Danach kannst du dir deinen Weg vorbei an der Sveti Sedmochislenitsi Kirche zur Ulitsa Graf Ignatiev bahnen. Hier gibt es einen tollen Markt, der definitiv einen Besuch wert ist. Ein bulgarischer Fotograf hat mir den Tipp gegeben, den Markt schon bei Sonnenaufgang zu besuchen, während die Händler ihre Kisten umherschleppen und die Stände aufbauen. Leider hat unsere Zeit in Sofia dafür nicht mehr ausgereicht.
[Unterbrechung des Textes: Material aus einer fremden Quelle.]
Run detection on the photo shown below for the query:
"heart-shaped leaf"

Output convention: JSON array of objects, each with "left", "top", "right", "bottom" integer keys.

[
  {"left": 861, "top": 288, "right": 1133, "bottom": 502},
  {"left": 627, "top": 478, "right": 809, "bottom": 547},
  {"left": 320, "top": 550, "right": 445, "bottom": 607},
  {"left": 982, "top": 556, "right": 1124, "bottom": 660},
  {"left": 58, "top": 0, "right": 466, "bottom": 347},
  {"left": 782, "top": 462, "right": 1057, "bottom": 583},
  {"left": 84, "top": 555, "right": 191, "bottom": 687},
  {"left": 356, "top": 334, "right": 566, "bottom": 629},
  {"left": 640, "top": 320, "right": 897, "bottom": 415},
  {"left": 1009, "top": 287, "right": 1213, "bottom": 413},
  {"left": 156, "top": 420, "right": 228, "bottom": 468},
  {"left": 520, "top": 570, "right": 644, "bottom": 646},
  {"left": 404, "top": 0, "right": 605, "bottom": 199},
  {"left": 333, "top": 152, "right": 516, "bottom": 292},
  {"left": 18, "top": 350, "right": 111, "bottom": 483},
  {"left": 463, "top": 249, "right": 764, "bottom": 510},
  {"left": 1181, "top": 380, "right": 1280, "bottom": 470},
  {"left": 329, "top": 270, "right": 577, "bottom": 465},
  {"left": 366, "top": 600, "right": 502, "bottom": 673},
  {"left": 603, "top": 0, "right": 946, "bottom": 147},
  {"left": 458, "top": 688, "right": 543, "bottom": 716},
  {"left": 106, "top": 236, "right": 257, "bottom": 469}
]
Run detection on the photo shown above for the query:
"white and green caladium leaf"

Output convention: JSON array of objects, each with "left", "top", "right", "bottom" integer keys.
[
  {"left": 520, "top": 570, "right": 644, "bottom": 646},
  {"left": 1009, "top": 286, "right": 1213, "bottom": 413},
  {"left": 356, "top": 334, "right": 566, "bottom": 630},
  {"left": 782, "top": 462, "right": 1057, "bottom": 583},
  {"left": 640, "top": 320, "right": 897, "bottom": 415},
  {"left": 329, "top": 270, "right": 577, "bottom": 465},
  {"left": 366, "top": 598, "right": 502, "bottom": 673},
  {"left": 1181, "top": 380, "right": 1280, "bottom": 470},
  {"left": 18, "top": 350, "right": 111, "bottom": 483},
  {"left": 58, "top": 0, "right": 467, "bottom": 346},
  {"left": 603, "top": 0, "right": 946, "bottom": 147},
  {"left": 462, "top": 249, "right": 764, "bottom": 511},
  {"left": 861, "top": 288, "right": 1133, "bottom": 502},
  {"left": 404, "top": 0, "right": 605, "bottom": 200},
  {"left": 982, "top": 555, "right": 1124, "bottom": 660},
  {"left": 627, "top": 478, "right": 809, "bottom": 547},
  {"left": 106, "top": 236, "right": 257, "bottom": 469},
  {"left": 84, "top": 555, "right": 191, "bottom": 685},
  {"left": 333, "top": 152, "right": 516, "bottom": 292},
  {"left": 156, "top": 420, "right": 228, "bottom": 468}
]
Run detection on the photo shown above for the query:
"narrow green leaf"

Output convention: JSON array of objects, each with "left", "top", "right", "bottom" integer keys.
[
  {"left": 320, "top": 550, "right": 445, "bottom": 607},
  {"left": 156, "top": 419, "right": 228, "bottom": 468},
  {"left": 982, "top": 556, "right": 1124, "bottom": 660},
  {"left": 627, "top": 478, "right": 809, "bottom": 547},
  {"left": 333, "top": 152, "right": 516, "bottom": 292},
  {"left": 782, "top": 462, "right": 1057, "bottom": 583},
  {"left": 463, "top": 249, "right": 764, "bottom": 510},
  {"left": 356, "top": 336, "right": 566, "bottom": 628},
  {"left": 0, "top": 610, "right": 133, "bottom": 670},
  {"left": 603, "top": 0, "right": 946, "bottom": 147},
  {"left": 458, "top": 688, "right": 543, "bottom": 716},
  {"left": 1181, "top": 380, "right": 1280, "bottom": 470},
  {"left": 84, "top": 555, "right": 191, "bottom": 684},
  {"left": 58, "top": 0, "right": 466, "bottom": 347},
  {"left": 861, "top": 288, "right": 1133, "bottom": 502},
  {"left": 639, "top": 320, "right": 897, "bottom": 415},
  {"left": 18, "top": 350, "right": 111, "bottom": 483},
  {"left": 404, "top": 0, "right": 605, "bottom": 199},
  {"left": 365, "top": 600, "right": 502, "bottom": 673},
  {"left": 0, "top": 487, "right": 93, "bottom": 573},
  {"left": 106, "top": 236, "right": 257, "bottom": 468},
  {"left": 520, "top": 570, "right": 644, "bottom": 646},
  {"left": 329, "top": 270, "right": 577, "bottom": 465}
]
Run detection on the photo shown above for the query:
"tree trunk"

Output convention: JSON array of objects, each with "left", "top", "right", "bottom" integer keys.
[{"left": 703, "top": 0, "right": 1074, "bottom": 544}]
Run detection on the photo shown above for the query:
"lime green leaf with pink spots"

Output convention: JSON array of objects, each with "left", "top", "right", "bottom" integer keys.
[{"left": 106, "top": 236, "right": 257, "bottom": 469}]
Wenn du also tolle Fotomotive suchst, solltest du dir für den nächsten Morgen besser einen Wecker stellen. Ansonsten ist der Open-Air-Buchmarkt auf dem Slaveykov Platz ein Stück weiter eine gute Alternative.
14:00 – Mittagessen abseits der Touristen-Hotspots
Hinter dem Slaveykov Platz läufst du links über die Ulitsa Solunska direkt auf den Vitosha Boulevard zu. Ich möchte dir natürlich nicht zumuten, dich für dein Mittagessen an den Touristenmassen und Straßenverkäufern vorbeizwängen zu müssen. Du kannst vorher rechts in die Ulitsa Hristo Belchev abbiegen.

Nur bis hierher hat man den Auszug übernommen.